I Correlation setup between past and present

[entropy1]

Suppose A is an ensemble of measurement events in the past.
Suppose B is an ensemble of measurement events in the present.
Suppose there is a correlation between A and B that stays the same over time.
Suppose we can manipulate the outcomes of B (for example by choosing the orientation of the measurement basis or some other theoretical possibility).

If we manipulate B, and the correlation stays the same, can we then influence the outcomes of A?

If not, which of the following two reasons is the main reason:
1) Such a manipulation of B is not possible, OR:
2) There can be no influence to the past.

 

[phinds]

Correlation is not causation. We can't influence the past.

 

[PeterDonis]

Suppose there is a correlation between A and B that stays the same over time.

This doesn't make sense. Each set of events only happens once; there is nothing to "stay the same over time".

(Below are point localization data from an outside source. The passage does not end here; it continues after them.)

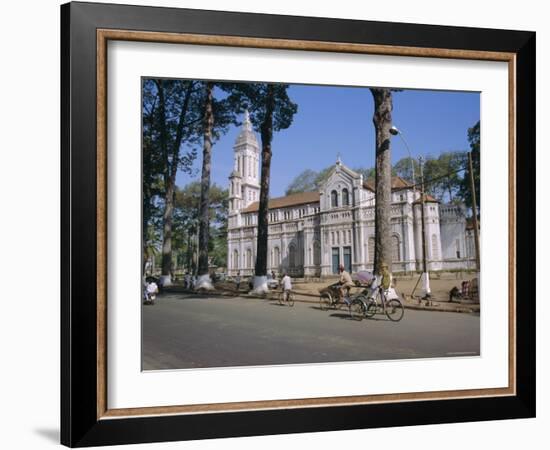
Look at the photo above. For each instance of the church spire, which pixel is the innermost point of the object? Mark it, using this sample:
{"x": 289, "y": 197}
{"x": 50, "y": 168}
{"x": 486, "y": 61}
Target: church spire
{"x": 247, "y": 125}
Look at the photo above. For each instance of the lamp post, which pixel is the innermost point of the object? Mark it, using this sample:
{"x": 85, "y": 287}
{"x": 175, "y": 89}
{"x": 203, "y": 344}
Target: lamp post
{"x": 396, "y": 131}
{"x": 425, "y": 273}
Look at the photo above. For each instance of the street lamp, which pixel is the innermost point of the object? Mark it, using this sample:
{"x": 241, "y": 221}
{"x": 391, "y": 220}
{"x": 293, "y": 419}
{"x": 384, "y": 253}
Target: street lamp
{"x": 396, "y": 131}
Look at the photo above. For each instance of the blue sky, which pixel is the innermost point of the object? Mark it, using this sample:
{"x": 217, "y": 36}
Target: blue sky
{"x": 332, "y": 120}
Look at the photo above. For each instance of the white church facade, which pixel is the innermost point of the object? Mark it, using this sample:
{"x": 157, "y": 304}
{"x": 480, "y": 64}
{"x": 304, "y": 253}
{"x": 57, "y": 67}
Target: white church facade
{"x": 311, "y": 233}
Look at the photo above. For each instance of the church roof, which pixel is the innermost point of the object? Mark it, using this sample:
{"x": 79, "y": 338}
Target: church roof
{"x": 300, "y": 198}
{"x": 396, "y": 184}
{"x": 428, "y": 198}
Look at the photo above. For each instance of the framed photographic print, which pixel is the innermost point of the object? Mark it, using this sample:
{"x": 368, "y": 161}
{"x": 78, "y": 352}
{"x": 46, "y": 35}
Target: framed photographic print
{"x": 277, "y": 224}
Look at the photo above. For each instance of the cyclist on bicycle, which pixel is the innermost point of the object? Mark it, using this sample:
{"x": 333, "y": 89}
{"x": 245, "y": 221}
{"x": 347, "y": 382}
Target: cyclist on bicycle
{"x": 345, "y": 284}
{"x": 386, "y": 276}
{"x": 286, "y": 283}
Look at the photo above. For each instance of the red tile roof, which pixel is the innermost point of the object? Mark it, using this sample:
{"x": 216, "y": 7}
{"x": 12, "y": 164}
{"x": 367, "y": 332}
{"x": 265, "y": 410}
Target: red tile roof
{"x": 290, "y": 200}
{"x": 396, "y": 183}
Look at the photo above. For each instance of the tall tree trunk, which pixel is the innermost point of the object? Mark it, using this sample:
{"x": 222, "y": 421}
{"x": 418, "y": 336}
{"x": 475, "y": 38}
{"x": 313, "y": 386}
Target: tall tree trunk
{"x": 267, "y": 136}
{"x": 171, "y": 162}
{"x": 204, "y": 210}
{"x": 382, "y": 124}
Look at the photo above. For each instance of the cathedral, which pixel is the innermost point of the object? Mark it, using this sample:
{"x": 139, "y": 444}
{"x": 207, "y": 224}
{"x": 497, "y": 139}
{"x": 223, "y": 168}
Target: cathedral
{"x": 312, "y": 233}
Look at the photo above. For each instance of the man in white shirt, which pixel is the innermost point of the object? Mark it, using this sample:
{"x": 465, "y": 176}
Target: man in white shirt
{"x": 286, "y": 282}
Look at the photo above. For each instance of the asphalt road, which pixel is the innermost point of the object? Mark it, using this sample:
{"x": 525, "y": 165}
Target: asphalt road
{"x": 186, "y": 331}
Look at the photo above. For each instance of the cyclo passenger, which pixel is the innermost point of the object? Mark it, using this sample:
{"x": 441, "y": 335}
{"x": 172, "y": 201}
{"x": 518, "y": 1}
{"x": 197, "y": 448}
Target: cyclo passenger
{"x": 345, "y": 285}
{"x": 382, "y": 280}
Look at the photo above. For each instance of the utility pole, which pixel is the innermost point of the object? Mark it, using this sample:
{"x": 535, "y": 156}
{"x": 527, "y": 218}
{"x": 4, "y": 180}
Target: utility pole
{"x": 425, "y": 275}
{"x": 474, "y": 210}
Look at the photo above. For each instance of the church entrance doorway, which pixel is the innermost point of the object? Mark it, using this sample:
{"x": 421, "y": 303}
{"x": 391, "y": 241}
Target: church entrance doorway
{"x": 335, "y": 259}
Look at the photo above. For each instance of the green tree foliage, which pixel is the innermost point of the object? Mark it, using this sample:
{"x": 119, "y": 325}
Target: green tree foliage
{"x": 169, "y": 119}
{"x": 186, "y": 224}
{"x": 271, "y": 110}
{"x": 404, "y": 169}
{"x": 475, "y": 148}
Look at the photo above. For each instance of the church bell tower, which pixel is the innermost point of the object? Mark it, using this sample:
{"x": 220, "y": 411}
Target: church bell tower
{"x": 244, "y": 181}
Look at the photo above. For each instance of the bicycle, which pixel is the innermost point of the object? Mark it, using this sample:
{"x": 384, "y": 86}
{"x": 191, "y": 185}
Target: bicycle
{"x": 393, "y": 308}
{"x": 289, "y": 300}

Suppose we can manipulate the outcomes of B

Then the correlations between B and A don't exist yet, because the B outcomes haven't happened yet.

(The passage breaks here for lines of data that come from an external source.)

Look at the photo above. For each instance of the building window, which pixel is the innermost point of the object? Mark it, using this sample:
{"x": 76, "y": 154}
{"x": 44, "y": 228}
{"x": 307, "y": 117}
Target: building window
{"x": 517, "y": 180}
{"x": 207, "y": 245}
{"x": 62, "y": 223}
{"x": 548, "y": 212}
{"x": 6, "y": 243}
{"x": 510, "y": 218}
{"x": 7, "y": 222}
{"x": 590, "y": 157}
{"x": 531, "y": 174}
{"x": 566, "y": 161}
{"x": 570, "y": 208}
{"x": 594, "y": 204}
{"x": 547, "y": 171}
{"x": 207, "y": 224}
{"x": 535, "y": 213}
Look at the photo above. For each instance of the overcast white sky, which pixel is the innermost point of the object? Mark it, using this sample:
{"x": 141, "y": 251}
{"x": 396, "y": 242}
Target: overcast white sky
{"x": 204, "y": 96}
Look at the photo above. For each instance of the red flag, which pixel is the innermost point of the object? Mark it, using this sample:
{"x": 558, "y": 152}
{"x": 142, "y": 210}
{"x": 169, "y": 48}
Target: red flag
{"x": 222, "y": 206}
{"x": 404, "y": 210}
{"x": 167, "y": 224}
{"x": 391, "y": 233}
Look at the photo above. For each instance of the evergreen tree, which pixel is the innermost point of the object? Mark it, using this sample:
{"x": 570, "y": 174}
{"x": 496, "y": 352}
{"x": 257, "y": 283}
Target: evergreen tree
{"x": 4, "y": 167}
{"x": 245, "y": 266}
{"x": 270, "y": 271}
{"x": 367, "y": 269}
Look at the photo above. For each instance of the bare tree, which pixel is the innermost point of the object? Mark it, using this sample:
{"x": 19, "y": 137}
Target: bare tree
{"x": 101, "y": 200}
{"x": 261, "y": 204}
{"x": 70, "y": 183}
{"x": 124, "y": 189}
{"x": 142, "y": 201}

If we manipulate B, and the correlation stays the same

This doesn't make sense. See above.

 

[entropy1]

I have this from Peter in another thread:
A measurement in Unitary manner can (according to Peter) be described by:

$$\left( |1> + |2> \right) |R> \rightarrow |1>|U> + |2>|D>$$

The measuring device gets entangled with the observable.

If we are measuring a specific result, we get either $|1 \rangle|U \rangle$ or $|2 \rangle|D \rangle$, right?
So, is the result determined by the eigenstates of the operator ($|1 \rangle$ and $|2 \rangle$) or could the outcome also be determined by the perception of the measured result ($|U \rangle$ or $|D \rangle$) (one goes with the other)?

If the observer gets entangled with the measuring device, and the measuring device got entangled with the observed particle, doesn't the observer get entangled with the observed particle? And if so, who is to say which determines the behaviour of which?

 

[PeterDonis]

I have this from Peter in another thread

This describes a single measurement, not an ensemble of them. It has nothing to do with what you were describing in your OP, which doesn't make sense, for reasons I've already given.

The measuring device gets entangled with the observable

The measuring device gets entangled with the measured system.

If we are measuring a specific result, we get either $|1 \rangle |U \rangle$ or $|2 \rangle |D \rangle$, right?

I don't understand what you mean by "measuring a specific result". The state after the interaction has both terms. But each term describes, not just a different state of the measured system, but a different state of the measuring device, plus everything else that interacts with it, including our brains. (I went into this in a later post in the other thread.) So as far as we observers are concerned, one result happened--but how that comes about depends on which interpretation of QM you adopt.

is the result determined by the eigenstates of the operator ($|1 \rangle$ and $|2 \rangle$) or could the outcome also be determined by the perception of the measured result ($|U \rangle$ or $|D \rangle$) (one goes with the other)?

The two are entangled, so this question doesn't make sense.

 

[entropy1]

@PeterDonis: I was referring to the manipulation of B which may come about by the perception of the outcome of B.

If the observer gets entangled with the measuring device, and the measuring device got entangled with the observed particle, doesn't the observer get entangled with the observed particle? And if so, who is to say which determines the behaviour of which?

 

[PeterDonis]

I was referring to the manipulation of B which may come about by the perception of the outcome of B.

What do you mean by "the perception of the outcome of B"? Where does that happen in the interaction I wrote down?